From 638dbcdb32754ce76a51c20b0ff39fb9de272506 Mon Sep 17 00:00:00 2001
From: Yizhou <136800916+yiz-liu@users.noreply.github.com>
Date: Wed, 12 Nov 2025 09:08:55 +0800
Subject: [PATCH] [Perf] Remove D2H operations to imporve performance (#4063)
MIME-Version: 1.0
Content-Type: text/plain; charset=UTF-8
Content-Transfer-Encoding: 8bit

### What this PR does / why we need it?
Replace masked in-place assignment with a device-side torch.where so
selection stays on-device, allowing subsequent device ops to be enqueued
earlier and removing an implicit D2H sync, reducing latency by several
hundreds μs on Ascend.

### Does this PR introduce _any_ user-facing change?
None.

### How was this patch tested?
None.
- vLLM version: v0.11.0
- vLLM main:
https://github.com/vllm-project/vllm/commit/83f478bb19489b41e9d208b47b4bb5a95ac171ac

Signed-off-by: Yizhou Liu <liu_yizhou@outlook.com>
---
 vllm_ascend/sample/rejection_sampler.py | 3 ++-
 1 file changed, 2 insertions(+), 1 deletion(-)

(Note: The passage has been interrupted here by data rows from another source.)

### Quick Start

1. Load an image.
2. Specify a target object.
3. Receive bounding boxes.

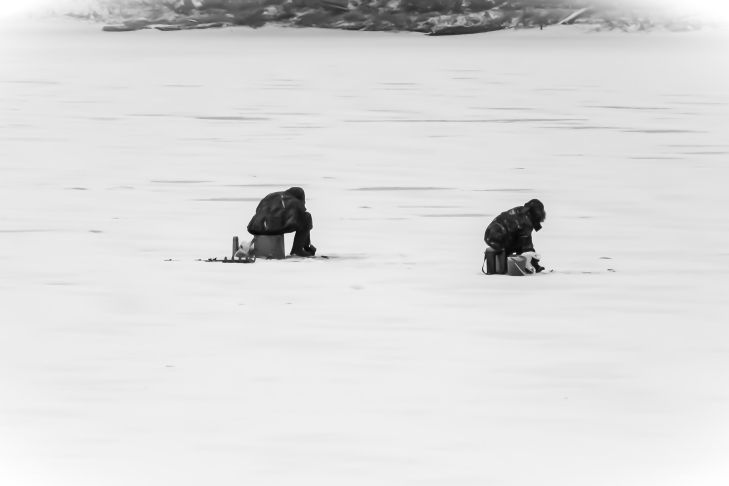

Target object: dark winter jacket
[248,187,311,235]
[484,199,546,255]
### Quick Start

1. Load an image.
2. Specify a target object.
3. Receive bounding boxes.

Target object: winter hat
[524,199,547,231]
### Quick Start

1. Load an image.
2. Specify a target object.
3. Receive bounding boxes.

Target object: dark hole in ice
[351,186,451,191]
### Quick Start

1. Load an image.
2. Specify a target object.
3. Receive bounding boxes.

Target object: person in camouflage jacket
[248,187,316,256]
[484,199,547,271]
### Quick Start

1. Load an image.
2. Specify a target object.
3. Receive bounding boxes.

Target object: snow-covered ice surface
[0,21,729,486]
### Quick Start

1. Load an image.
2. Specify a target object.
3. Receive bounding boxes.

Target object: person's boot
[532,258,544,273]
[291,231,316,257]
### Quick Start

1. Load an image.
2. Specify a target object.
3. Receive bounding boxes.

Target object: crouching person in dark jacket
[248,187,316,257]
[484,199,547,272]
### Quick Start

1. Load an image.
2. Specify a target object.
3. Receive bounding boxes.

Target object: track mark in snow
[350,186,453,191]
[150,179,212,184]
[193,197,261,202]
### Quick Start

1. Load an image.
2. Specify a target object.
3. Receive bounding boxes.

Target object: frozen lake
[0,22,729,486]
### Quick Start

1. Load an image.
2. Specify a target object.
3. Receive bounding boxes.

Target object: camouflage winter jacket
[248,187,311,235]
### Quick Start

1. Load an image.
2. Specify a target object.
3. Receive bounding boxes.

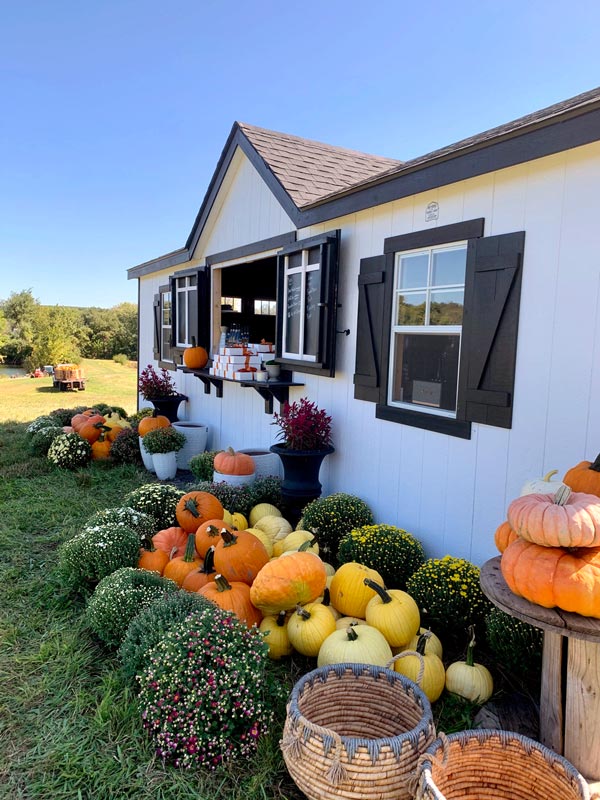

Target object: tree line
[0,289,137,370]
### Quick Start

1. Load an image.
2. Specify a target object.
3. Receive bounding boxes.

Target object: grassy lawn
[0,358,137,422]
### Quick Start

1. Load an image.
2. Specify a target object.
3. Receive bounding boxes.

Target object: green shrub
[48,433,92,469]
[84,506,159,541]
[29,425,64,456]
[189,450,219,483]
[119,591,211,680]
[338,525,425,589]
[301,492,374,564]
[139,607,287,769]
[123,483,185,530]
[485,608,543,683]
[86,567,181,647]
[406,556,492,646]
[110,427,142,464]
[58,523,140,590]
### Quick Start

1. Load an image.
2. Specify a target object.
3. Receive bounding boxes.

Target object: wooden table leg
[564,638,600,781]
[540,631,566,755]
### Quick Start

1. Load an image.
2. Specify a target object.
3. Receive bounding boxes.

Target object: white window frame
[387,240,467,419]
[281,247,322,363]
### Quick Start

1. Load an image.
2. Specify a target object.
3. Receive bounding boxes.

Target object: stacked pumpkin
[68,408,131,460]
[495,457,600,618]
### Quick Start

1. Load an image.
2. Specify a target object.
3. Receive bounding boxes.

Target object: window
[388,242,467,416]
[354,219,525,438]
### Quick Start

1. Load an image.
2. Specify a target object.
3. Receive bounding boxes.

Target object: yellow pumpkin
[329,561,383,619]
[287,603,335,657]
[365,578,421,647]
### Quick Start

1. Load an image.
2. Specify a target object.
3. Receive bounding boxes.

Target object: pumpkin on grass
[198,573,263,628]
[163,533,202,586]
[250,552,331,616]
[500,539,600,619]
[175,492,223,533]
[213,447,256,475]
[507,486,600,547]
[215,528,269,586]
[446,625,494,704]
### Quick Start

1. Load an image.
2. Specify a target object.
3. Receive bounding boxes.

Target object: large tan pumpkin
[500,539,600,619]
[250,552,327,614]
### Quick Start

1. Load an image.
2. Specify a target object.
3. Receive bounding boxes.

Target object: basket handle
[279,717,348,786]
[385,650,425,687]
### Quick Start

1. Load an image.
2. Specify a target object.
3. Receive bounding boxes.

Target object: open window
[354,219,525,438]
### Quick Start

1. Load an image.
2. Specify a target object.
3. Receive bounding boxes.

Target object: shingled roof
[237,122,402,208]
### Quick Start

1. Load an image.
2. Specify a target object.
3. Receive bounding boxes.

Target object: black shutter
[457,231,525,428]
[354,256,388,403]
[152,294,161,361]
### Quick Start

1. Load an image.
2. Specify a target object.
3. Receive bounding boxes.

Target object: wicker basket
[281,663,435,800]
[415,730,597,800]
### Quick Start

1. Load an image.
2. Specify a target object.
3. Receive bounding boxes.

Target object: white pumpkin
[521,469,565,497]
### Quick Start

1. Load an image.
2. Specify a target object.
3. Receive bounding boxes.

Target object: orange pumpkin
[152,527,187,558]
[181,542,217,592]
[507,486,600,547]
[215,528,269,586]
[183,336,208,369]
[175,492,224,533]
[138,537,169,575]
[198,574,262,628]
[196,519,235,556]
[563,454,600,497]
[163,533,202,586]
[214,447,256,475]
[494,522,517,553]
[500,538,600,619]
[138,409,171,438]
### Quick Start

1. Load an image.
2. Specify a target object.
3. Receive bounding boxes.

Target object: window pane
[284,272,302,353]
[429,291,465,325]
[398,253,429,289]
[392,333,460,411]
[396,292,427,325]
[431,252,467,286]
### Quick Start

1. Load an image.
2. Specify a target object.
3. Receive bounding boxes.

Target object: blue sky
[0,0,600,307]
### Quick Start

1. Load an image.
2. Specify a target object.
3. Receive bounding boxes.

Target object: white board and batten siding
[140,143,600,564]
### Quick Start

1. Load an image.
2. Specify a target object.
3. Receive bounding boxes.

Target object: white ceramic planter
[138,436,156,472]
[152,451,177,481]
[173,421,208,469]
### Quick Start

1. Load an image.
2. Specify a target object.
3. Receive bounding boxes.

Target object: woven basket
[281,663,436,800]
[414,730,597,800]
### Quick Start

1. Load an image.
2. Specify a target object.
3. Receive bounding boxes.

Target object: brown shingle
[238,122,402,208]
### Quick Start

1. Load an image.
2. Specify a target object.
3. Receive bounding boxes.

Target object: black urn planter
[269,444,335,525]
[149,394,187,422]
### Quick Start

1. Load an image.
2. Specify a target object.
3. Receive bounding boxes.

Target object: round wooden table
[480,556,600,781]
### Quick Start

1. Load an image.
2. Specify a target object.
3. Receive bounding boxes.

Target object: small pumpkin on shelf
[446,625,494,704]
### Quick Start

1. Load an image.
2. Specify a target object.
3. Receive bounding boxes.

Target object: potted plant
[269,397,334,522]
[143,425,185,481]
[138,364,187,422]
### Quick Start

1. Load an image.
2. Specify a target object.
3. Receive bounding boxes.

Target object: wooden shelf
[177,367,304,414]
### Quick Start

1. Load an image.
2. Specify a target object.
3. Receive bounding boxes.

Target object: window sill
[177,367,304,414]
[375,404,471,439]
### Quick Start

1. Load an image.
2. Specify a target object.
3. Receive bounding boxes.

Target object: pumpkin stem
[296,606,310,619]
[346,625,358,642]
[417,631,431,656]
[465,625,475,667]
[183,497,200,517]
[363,578,392,603]
[277,611,285,628]
[183,533,196,563]
[215,572,231,592]
[221,528,237,547]
[553,486,571,506]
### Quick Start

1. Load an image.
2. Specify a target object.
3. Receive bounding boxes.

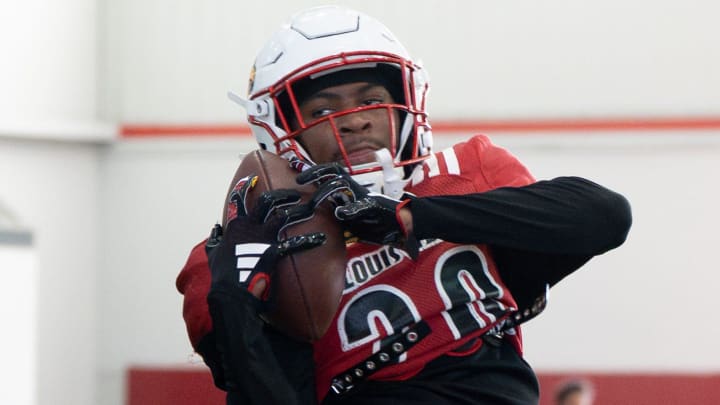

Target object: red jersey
[314,135,534,399]
[176,135,534,400]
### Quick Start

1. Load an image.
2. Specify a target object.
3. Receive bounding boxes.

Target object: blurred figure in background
[555,380,595,405]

diff --git a/vllm_ascend/sample/rejection_sampler.py b/vllm_ascend/sample/rejection_sampler.py
index 991e07fb..0bf8b6bf 100644
--- a/vllm_ascend/sample/rejection_sampler.py
+++ b/vllm_ascend/sample/rejection_sampler.py
@@ -320,7 +320,8 @@ def rejection_greedy_sample_spec_len_1_pytorch(
     accept_req_mask = draft_token_ids == target_argmax
     output_token_ids[:, 0] = target_argmax
     bonus_token_ids = bonus_token_ids.squeeze(1)
-    output_token_ids[accept_req_mask, 1] = bonus_token_ids[accept_req_mask]
+    output_token_ids[:, 1] = torch.where(accept_req_mask, bonus_token_ids,
+                                         output_token_ids[:, 1])
 
 
 def rejection_greedy_sample_pytorch(